Satu tempat berkumpul para pelaku drilling di KM 52, sebelum penegakan hukum oleh PPNS Dinas Kehutanan Provinsi Sumatera Selatan. (credits: Jon Afrizal/amira.co.id)
Terkait nama-nama pelaku, pihak Hutan Harapan telah melaporkannya ke pihak yang berwenang.
Terdapat sekitar 10 orang yang melakukan pengeboran di wilayah itu. Meskipun, setiap pelaku dapat memiliki lebih dari satu sumur.
Hutan Harapan, memiliki luasan total 98.555 hektare dan terletak di dua provinsi; Jambi dan Sumatera Selatan.
Hutan Harapan ditetapkan melalui SK Menteri Kehutanan nomor 327/Menhut-II/2010 pada tanggal 25 Mei 2010 seluas 46.385 hektare di Provinsi Jambi, dan, SK Menteri Kehutanan nomor 293/Menhut-II/2007, pada tanggal 28 Agustus 2007, seluas 52.170 hektare di Provinsi Sumatera Selatan.
Terdapat tiga jenis mamalia, satu jenis aves, dan sembilan jenis tumbuhan dengan status Critical Endangered, menurut red list International Union for Conservation of Nature (IUCN).

Lokasi drilling KM 52 dilihat dari udara. (credits: Hutan Harapan)

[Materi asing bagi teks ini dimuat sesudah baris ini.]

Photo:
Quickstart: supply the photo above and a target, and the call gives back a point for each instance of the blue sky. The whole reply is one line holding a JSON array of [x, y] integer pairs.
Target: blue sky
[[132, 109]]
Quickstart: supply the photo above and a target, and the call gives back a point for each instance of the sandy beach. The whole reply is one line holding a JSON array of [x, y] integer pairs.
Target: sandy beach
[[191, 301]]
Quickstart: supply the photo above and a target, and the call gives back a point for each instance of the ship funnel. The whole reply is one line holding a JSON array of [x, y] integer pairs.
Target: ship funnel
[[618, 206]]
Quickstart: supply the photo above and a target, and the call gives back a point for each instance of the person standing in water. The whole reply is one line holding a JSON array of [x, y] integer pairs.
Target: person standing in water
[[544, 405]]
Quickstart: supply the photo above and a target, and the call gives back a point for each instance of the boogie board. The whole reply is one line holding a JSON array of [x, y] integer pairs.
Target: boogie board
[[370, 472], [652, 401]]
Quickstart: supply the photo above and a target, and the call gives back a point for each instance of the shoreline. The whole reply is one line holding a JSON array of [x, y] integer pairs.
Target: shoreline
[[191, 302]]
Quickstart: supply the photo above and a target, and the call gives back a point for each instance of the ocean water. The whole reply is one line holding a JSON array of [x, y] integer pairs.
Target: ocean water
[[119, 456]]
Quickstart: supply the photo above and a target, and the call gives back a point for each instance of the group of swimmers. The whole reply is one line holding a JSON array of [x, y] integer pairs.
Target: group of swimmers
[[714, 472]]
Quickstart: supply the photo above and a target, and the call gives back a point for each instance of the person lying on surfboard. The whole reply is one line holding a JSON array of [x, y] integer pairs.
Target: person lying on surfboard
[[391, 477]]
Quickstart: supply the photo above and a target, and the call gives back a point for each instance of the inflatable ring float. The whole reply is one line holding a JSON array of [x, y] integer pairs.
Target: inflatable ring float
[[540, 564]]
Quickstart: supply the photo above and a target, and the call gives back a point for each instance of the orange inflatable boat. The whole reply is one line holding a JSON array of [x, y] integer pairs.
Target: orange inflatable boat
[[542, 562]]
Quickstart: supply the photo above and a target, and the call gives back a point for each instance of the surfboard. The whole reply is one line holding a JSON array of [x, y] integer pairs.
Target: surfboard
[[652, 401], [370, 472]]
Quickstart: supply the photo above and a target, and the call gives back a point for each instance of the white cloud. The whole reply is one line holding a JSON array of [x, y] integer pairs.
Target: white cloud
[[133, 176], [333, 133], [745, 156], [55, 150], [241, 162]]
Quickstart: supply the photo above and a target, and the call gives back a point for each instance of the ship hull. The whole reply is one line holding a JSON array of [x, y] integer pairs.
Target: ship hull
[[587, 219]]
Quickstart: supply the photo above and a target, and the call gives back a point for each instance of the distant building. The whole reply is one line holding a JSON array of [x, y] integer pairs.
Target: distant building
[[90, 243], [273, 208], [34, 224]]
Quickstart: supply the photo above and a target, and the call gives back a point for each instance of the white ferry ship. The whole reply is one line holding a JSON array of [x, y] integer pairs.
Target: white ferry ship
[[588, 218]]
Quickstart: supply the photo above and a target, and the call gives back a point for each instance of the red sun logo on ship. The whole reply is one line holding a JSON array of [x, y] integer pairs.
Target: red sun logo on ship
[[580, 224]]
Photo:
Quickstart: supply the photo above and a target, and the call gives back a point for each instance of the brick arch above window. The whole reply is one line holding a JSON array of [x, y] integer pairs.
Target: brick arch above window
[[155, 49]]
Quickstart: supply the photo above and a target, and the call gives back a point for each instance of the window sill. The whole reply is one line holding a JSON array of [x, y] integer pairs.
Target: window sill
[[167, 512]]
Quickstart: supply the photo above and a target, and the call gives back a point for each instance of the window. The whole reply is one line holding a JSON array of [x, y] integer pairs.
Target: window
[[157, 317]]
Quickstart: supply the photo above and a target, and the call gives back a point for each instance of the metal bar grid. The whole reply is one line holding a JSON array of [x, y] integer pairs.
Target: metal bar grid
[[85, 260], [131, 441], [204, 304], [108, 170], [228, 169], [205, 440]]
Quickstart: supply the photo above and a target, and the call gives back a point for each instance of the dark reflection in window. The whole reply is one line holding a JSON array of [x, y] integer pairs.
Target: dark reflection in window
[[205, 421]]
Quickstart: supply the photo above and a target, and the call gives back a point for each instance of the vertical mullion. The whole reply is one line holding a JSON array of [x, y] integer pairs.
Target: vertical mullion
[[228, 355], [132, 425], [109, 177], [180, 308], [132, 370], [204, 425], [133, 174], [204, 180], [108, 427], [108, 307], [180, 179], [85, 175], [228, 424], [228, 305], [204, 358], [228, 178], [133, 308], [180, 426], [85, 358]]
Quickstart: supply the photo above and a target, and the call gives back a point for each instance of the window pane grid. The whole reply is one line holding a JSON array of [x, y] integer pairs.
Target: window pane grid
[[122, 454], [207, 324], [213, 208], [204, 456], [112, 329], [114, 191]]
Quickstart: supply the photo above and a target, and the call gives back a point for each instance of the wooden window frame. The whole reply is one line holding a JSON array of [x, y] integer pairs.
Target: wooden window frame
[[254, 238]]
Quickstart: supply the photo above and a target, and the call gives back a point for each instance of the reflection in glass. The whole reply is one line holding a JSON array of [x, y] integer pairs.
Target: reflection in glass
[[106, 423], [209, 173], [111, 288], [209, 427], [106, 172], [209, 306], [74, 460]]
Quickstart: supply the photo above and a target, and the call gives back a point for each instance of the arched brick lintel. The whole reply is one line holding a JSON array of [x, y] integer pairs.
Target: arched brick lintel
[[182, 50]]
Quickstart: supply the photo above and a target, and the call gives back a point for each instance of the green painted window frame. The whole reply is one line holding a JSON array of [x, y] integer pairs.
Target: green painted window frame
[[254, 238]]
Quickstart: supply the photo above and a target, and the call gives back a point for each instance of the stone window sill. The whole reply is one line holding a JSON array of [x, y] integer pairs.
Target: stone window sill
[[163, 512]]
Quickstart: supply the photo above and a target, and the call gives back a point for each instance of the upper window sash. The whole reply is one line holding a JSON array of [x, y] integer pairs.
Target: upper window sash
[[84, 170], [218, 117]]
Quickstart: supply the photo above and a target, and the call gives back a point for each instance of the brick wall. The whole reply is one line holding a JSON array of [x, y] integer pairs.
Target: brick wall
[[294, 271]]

“Aktifitas yang menjadi perhatian khusus kami, adalah; pembalakan, perambahan, perburuan, pertambangan, kebakaran hutan, tanaman invasif akasia, dan jalan tambang,” kata Adam Aziz, direktur PT REKI.
Pihaknya pun telah melakukan upaya preemptive, preventif dan penegakan hukum terhadap aktifitas pembalakan, perambahan dan perburuan.
Juga, telah menerapkan skema Perhutanan Sosial (PS) sebagai upaya penyelesaian konflik sosial.
Melalui skema restorasi ekosistem, yang kini disebut dengan Perizinan Berusaha Pemanfaatan Hutan (PBPH), kawasan eks logging diperbaiki kembali. Dengan tujuan agar kawasan hutan dataran rendah ini dapat berfungsi kembali dengan baik.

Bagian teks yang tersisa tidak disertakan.